In its net-zero statements, ExxonMobil makes no reference to Scope 3 emissions; same with Chevron. This is why in their promotional campaigns they can on the one hand be touting reduced emissions — mostly by imposing greater efficiencies on their own energy use — while opposing legislation that would reduce Scope 3 emissions, such as higher miles per gallon or promotion of electric vehicles. By promising to go “net zero,” they, like many other companies, simply move the goalposts or, more accurately, carry the ball to their own 15 yard line and call it a touchdown.
Nor are the oil companies alone in this accounting legerdemain: The shareholder action group As You Sow conducted a study of 55 of the country’s biggest companies and concluded that only six were reducing their emissions at all three levels, many of them while claiming to be going “net zero.” The group includes a listing of the “grades” for the 55 companies’ emissions performance: Microsoft at the top (“A”), Disney at the low end (“D-”) and Tesla at the bottom (“F”).
There are, however, ways to go net zero that do represent true declines in emissions. One business group, Science Based Targets, collaborates with the London-based Carbon Disclosure Project (CDP) to work with companies to devise plans that actually get them to net-zero emissions. That includes a commitment to reducing Scope 3 emissions, as well as the other two types. More than 400 global companies — many, but not all, are European — have signed on with policies approved for their emission-reduction potential by the independent CDP. These lists provide a helpful baseline for comparing the veracity of a company’s emission claims.
The International Energy Agency, the foremost global body conducting research and tracking trends in the global energy industry, also offers a list of actions that could actually lead to “net zero” by 2050. They all involve some version of ending or dramatically reducing our use of fossil fuels. The authors of the IEA report declare, “Achieving net zero emissions by 2050 will require nothing short of the complete transformation of the global energy system.” That’s a pretty high bar, but useful for any journalist trying to assess the veracity of net-zero claims.

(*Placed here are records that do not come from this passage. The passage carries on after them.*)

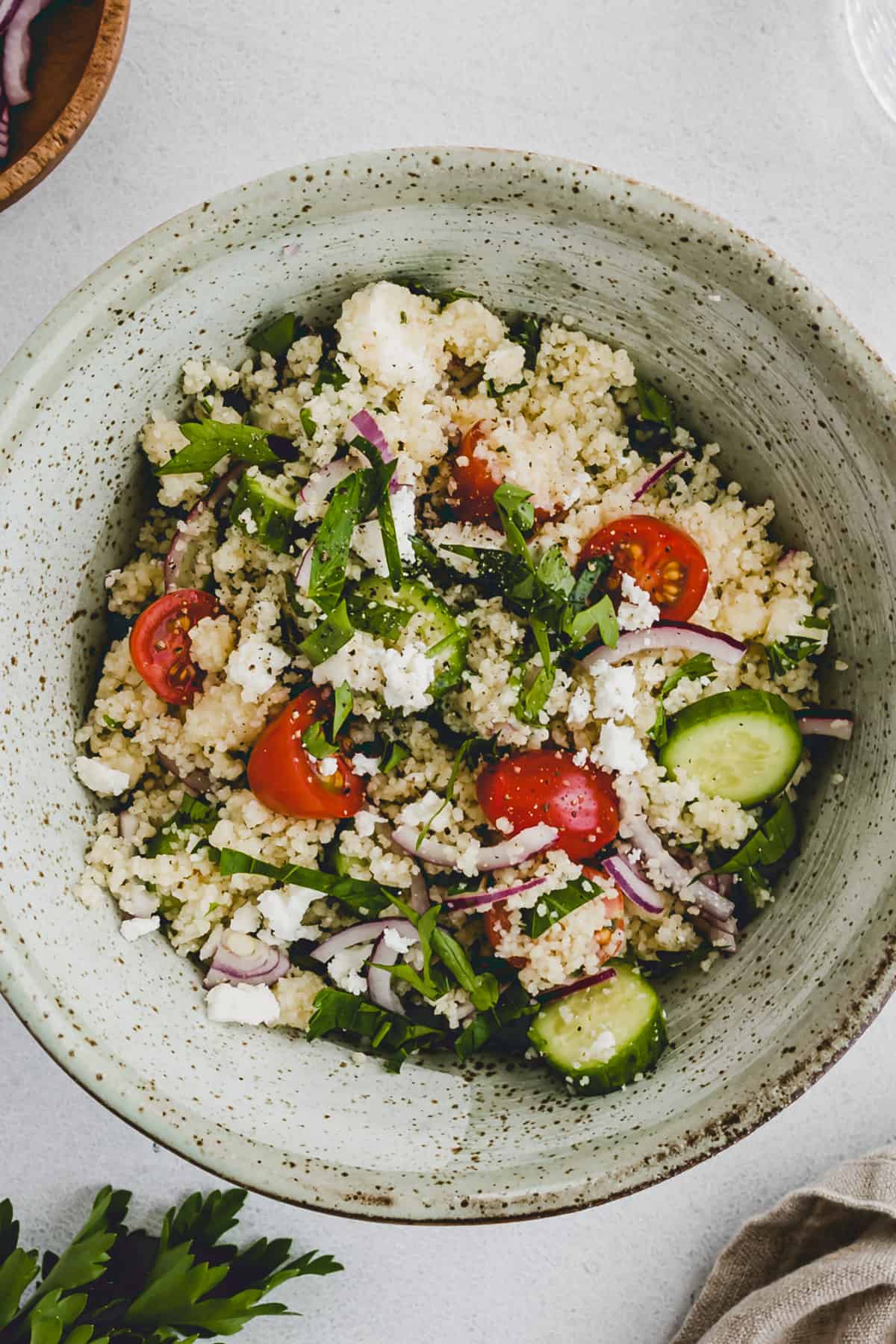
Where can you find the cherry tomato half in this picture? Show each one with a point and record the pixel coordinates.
(160, 644)
(287, 779)
(660, 558)
(474, 479)
(476, 475)
(547, 785)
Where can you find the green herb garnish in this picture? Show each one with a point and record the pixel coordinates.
(208, 441)
(695, 668)
(114, 1284)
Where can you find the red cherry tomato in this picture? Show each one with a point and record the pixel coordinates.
(160, 644)
(287, 779)
(660, 558)
(548, 786)
(474, 479)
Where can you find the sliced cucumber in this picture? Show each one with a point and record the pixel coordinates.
(741, 745)
(376, 608)
(603, 1036)
(264, 512)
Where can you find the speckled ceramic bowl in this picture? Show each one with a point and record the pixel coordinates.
(755, 358)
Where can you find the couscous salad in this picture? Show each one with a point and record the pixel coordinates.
(457, 699)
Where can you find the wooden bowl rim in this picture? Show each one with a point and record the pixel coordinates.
(78, 113)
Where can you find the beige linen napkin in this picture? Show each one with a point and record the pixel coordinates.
(818, 1269)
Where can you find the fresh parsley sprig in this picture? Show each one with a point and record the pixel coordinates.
(113, 1284)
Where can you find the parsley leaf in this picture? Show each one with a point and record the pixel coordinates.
(396, 1038)
(277, 336)
(208, 441)
(695, 668)
(349, 503)
(785, 655)
(558, 905)
(328, 638)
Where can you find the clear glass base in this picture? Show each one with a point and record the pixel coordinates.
(872, 31)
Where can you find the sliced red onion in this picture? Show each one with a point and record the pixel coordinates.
(602, 977)
(191, 527)
(827, 724)
(196, 784)
(481, 900)
(508, 853)
(320, 484)
(260, 967)
(379, 981)
(367, 932)
(16, 52)
(420, 898)
(669, 635)
(368, 429)
(682, 880)
(659, 473)
(645, 898)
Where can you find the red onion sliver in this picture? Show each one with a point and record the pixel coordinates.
(262, 967)
(600, 979)
(368, 932)
(830, 724)
(669, 635)
(368, 429)
(190, 529)
(379, 981)
(481, 900)
(659, 473)
(645, 898)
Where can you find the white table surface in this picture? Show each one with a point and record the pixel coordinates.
(750, 108)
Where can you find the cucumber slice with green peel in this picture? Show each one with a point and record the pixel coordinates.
(264, 512)
(376, 608)
(603, 1036)
(741, 745)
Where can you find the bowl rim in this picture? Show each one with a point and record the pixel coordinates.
(867, 999)
(74, 119)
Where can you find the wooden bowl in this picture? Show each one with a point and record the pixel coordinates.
(75, 49)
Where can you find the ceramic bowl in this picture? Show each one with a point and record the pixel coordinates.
(75, 49)
(754, 358)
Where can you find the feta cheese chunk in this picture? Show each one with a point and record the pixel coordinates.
(139, 927)
(285, 910)
(252, 1004)
(100, 777)
(635, 611)
(254, 665)
(620, 749)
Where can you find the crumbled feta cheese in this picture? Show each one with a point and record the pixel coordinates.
(394, 940)
(579, 707)
(366, 823)
(285, 909)
(137, 927)
(254, 665)
(367, 539)
(252, 1004)
(408, 673)
(346, 968)
(246, 920)
(635, 611)
(620, 749)
(615, 691)
(423, 811)
(100, 777)
(364, 765)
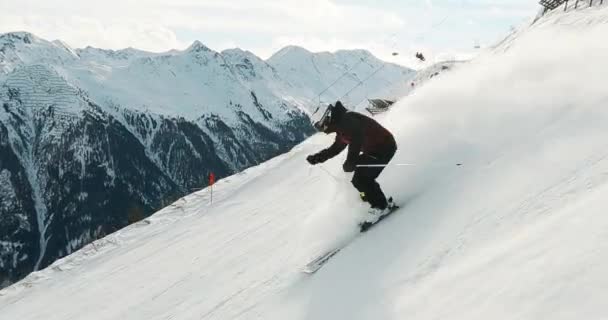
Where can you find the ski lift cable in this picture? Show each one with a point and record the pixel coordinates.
(336, 81)
(363, 81)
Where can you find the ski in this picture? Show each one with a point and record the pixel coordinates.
(316, 264)
(365, 226)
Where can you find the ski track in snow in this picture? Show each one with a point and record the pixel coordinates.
(518, 231)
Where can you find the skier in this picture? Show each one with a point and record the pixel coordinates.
(368, 144)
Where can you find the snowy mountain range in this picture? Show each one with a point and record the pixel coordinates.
(92, 140)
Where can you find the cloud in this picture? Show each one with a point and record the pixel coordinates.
(259, 26)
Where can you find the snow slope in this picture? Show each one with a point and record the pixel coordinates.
(518, 231)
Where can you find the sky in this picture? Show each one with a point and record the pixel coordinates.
(393, 30)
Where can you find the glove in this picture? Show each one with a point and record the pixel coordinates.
(348, 166)
(314, 159)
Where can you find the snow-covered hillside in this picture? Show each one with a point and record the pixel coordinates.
(517, 231)
(94, 139)
(352, 76)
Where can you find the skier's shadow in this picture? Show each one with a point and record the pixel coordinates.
(354, 284)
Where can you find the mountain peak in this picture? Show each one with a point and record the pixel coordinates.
(19, 36)
(198, 46)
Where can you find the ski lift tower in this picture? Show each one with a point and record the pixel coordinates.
(551, 4)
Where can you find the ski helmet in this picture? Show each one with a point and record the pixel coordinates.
(325, 119)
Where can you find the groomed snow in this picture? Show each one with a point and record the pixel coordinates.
(518, 231)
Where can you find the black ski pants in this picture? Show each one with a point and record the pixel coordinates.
(364, 178)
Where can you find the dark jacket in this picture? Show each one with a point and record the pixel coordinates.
(360, 133)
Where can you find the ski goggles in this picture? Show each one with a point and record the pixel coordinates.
(322, 122)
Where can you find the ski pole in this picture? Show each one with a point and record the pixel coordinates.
(394, 164)
(329, 173)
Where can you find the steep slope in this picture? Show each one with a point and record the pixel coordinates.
(349, 75)
(517, 231)
(95, 139)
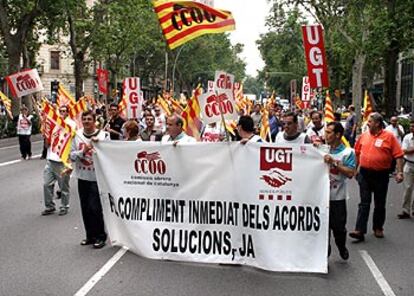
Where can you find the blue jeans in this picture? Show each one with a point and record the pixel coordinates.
(372, 182)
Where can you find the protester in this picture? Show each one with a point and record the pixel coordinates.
(150, 133)
(396, 129)
(350, 126)
(52, 173)
(408, 148)
(257, 117)
(175, 132)
(24, 131)
(246, 130)
(316, 133)
(114, 126)
(375, 151)
(131, 131)
(342, 166)
(81, 154)
(212, 133)
(160, 120)
(290, 132)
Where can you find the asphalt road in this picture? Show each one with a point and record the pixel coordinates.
(42, 256)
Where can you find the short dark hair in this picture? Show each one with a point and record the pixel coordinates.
(338, 127)
(89, 112)
(178, 119)
(290, 113)
(132, 127)
(316, 112)
(246, 123)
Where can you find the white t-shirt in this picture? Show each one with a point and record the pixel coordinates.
(24, 125)
(181, 138)
(408, 142)
(280, 139)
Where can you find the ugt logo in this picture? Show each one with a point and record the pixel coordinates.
(275, 162)
(150, 163)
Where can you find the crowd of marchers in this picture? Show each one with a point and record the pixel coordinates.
(372, 158)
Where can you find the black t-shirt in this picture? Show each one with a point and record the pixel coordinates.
(116, 124)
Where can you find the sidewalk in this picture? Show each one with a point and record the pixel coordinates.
(14, 141)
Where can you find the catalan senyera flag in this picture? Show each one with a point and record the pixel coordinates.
(164, 105)
(191, 115)
(329, 117)
(265, 127)
(64, 98)
(7, 104)
(182, 21)
(368, 109)
(57, 133)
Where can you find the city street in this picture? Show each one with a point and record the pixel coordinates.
(41, 255)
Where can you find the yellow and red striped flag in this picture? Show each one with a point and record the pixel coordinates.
(57, 133)
(7, 104)
(368, 109)
(265, 127)
(329, 117)
(64, 98)
(164, 105)
(182, 21)
(191, 115)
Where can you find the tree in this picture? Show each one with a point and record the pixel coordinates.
(17, 23)
(282, 50)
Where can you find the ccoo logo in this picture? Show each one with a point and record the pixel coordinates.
(150, 163)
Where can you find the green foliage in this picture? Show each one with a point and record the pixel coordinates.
(282, 50)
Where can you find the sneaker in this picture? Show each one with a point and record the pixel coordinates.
(357, 235)
(48, 211)
(99, 243)
(63, 211)
(87, 241)
(344, 253)
(378, 233)
(403, 215)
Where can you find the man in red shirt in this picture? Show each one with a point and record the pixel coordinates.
(375, 150)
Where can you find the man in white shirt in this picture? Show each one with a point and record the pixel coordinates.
(175, 132)
(52, 173)
(408, 149)
(290, 132)
(396, 129)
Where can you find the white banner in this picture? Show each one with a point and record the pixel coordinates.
(212, 106)
(24, 83)
(133, 93)
(256, 204)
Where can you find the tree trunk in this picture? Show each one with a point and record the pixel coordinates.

The City Climate Sweepstakes
Curious how your city will fare as climate extremes accelerate? Hot off the press: Moody Analytics provides a handy picture of which cities will be facing the greatest economic damage from the climate extremes to come. Moody’s provides a cold-eyed view of the economic consequences of the double-sided extremes — droughts and deluges, the floods and the fires — ahead of us. And why is Moody’s issuing this report? While the rest of us try to survive the disasters, Moody’s clients will either be hit with the losses or reaping the profits. I won’t divulge the most vulnerable cities, but the list is a surprise.